Imaginen una plazuela o una taberna en penumbras. Panderos, sonajas, bandurrias, guitarras, más o menos acoplados, empiezan a sonar. Coplas humorísticas, picantes y hasta obscenas –muy potente debía ser la voz de los cantantes– generan risas y gritos. Se embullan los danzarines: mujeres y hombres zapatean enardecidos. Chasquidos de castañuelas. Al menos por un rato olvidan las penas.
Profesión riesgosa
Un entorno compartido abiertamente por nobles, ricos y vasallos fueron los corrales de comedias. De acuerdo con los estudiosos, en disímiles ciudades hicieron competencia a los escenarios móviles de los artistas ambulantes. Asegura Deleito y Piñuela que en el último tercio del XVII los dos más importantes levantados en Madrid radicaban en las calles del Príncipe y de la Cruz.
Por lo general, esos antecesores de los teatros modernos se armaban en terrenos colindantes con edificaciones, a cuyos muros se adosaban galerías, tejadillos y otras construcciones ligeras. Al fondo se colocaban la tarima y sus telones pintados. En el otro extremo, o sea, una vez franqueada la puerta de entrada, el público encontraba las escaleras que conducían a la cazuela o jaula, área reservada a las mujeres. En los laterales se alzaban los palcos (destinados a la nobleza, se les llamaba aposentos) y las gradas (estas últimas, solo para hombres).
Desde las ventanas de las casas contiguas era posible observar la representación; en consecuencia, los moradores solían alquilar las habitaciones.
El patio central constaba de dos zonas bien delimitadas: la de los bancos, cerca del tablado, y la de los “mosqueteros”: espectadores de escasos recursos, quienes permanecían de pie.

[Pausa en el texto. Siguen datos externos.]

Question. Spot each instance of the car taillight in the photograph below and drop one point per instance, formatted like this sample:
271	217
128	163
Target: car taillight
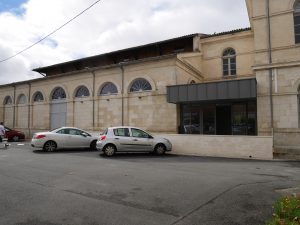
103	137
40	136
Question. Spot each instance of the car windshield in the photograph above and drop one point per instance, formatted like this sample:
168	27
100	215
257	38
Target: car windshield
7	129
103	131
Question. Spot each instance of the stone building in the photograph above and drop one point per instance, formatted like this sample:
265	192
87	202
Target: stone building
241	82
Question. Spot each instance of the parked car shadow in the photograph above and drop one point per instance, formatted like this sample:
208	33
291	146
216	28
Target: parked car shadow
136	155
40	151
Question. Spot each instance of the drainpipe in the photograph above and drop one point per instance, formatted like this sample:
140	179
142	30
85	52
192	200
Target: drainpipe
270	62
93	94
122	93
14	108
29	104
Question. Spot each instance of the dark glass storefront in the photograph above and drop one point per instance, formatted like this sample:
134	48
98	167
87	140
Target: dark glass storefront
237	118
217	108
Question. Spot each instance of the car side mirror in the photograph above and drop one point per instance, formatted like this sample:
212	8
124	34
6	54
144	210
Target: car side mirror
84	134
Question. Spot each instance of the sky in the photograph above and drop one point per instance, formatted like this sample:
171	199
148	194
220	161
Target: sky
108	26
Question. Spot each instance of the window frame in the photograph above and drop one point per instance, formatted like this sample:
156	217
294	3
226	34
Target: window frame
113	90
7	100
229	62
22	99
296	17
57	91
41	99
140	87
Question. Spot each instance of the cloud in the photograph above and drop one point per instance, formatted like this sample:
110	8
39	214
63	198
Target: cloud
108	26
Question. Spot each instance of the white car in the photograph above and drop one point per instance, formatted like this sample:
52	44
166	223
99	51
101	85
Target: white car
63	138
131	139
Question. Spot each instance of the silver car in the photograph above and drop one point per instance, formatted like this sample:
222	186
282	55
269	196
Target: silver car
63	138
131	139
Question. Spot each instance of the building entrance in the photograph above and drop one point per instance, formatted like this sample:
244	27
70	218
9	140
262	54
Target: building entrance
223	119
235	118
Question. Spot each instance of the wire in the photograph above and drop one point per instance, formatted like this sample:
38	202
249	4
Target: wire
25	49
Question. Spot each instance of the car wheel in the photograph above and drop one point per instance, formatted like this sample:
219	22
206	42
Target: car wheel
50	146
160	149
109	150
15	138
93	145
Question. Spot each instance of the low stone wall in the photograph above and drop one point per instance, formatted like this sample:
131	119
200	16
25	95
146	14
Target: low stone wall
255	147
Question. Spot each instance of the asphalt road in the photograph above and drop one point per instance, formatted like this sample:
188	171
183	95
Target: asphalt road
81	187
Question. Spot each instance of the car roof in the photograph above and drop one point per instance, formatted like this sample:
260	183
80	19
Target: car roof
125	127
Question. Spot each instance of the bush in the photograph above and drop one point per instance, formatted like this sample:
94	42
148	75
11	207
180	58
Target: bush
286	212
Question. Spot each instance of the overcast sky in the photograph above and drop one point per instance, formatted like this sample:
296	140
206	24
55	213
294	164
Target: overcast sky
108	26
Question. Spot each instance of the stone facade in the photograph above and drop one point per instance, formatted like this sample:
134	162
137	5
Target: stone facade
266	51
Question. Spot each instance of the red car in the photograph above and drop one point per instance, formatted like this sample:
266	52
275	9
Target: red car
14	135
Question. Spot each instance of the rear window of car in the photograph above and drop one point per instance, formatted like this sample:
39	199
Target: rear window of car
124	132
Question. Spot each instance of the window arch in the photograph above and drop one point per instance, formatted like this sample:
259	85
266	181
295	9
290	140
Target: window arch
22	99
297	21
140	84
58	93
7	100
229	62
82	91
108	89
38	97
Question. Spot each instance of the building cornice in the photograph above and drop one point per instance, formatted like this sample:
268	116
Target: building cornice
276	65
92	68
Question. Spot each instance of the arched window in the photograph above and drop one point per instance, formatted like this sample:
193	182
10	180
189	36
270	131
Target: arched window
7	100
108	89
140	84
229	62
58	93
38	97
82	91
22	99
297	21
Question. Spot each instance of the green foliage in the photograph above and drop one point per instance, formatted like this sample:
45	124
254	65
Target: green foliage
286	212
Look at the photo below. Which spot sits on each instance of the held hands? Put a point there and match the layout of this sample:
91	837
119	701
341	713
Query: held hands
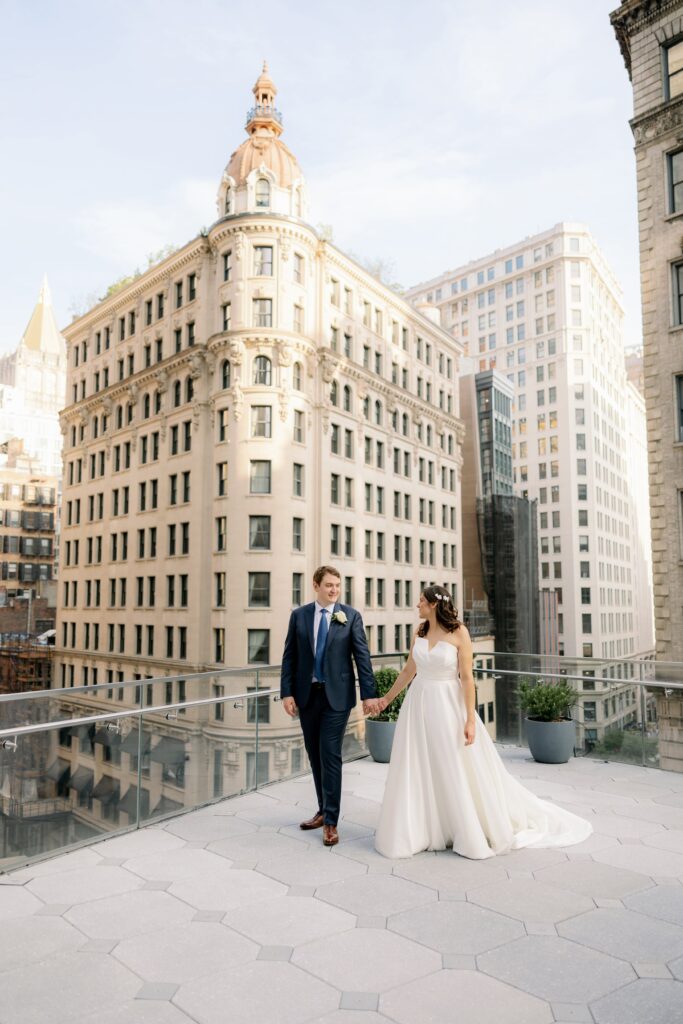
374	706
289	704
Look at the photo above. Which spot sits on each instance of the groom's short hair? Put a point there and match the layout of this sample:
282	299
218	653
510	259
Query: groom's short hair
323	570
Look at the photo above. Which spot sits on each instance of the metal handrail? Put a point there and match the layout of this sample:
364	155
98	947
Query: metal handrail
23	730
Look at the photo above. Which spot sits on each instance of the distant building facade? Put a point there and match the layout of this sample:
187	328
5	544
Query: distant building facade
546	312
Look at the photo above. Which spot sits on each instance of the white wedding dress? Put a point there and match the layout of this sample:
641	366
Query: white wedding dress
440	793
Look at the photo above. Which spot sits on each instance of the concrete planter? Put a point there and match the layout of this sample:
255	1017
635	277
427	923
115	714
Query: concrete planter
551	742
379	736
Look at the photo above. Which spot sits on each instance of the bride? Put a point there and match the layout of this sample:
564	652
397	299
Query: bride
446	784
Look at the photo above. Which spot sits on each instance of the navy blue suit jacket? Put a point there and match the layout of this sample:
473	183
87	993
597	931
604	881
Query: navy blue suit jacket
344	642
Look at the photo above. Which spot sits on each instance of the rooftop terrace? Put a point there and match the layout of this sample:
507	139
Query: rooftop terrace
232	913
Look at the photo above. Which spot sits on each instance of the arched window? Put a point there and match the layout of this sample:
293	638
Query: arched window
262	193
262	370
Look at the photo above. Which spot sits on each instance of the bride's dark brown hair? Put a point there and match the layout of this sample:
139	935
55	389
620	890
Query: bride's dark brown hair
446	615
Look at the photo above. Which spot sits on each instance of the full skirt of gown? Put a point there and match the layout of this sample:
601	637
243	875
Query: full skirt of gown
440	793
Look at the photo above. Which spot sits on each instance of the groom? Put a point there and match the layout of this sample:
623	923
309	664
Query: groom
317	680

Dentro del corral de comedias se podía comer mientras transcurrían las obras, como en los actuales estadios deportivos. A menudo ocurrían trifulcas: entre los cobradores y aquellos que pretendían entrar sin pagar, y entre los asistentes de menor rango para ocupar los mejores lugares a su alcance.
Cada tarde, antes de salir a escena, dramaturgos y actores se encomendaban a santos y vírgenes. Es comprensible, pues nunca sabían cómo terminaría la jornada. Si les desagradaba la función, los espectadores –en especial los mosqueteros– reaccionaban de manera descompuesta, silbando, increpando y lanzando objetos.
Las “atroces silbas […] azoraban a los más serenos comediantes”, narra José Deleito y Piñuela en También se divierte el pueblo; juicio avalado por estos versos del dramaturgo Ruiz de Alarcón: Representante afamado/he visto, por solo errar/ una sílaba quedar/a silbos mosqueteado.
Más civilizados son hoy los asiduos al teatro. Pero al igual que los de antaño, intentan no perderse las novedades de sus grupos predilectos; por lo cual, necesitan información adecuada. Una duda: ¿funcionará mejor aquí, en 2024, la promoción de los estrenos que cuando las piezas y entremeses de Lope de Vega, Tirso de Molina, Calderón de la Barca, Francisco de Quevedo o Luis Quiñones de Benavente repletaban los corrales madrileños? Sin duda, ese sería tema para un debate.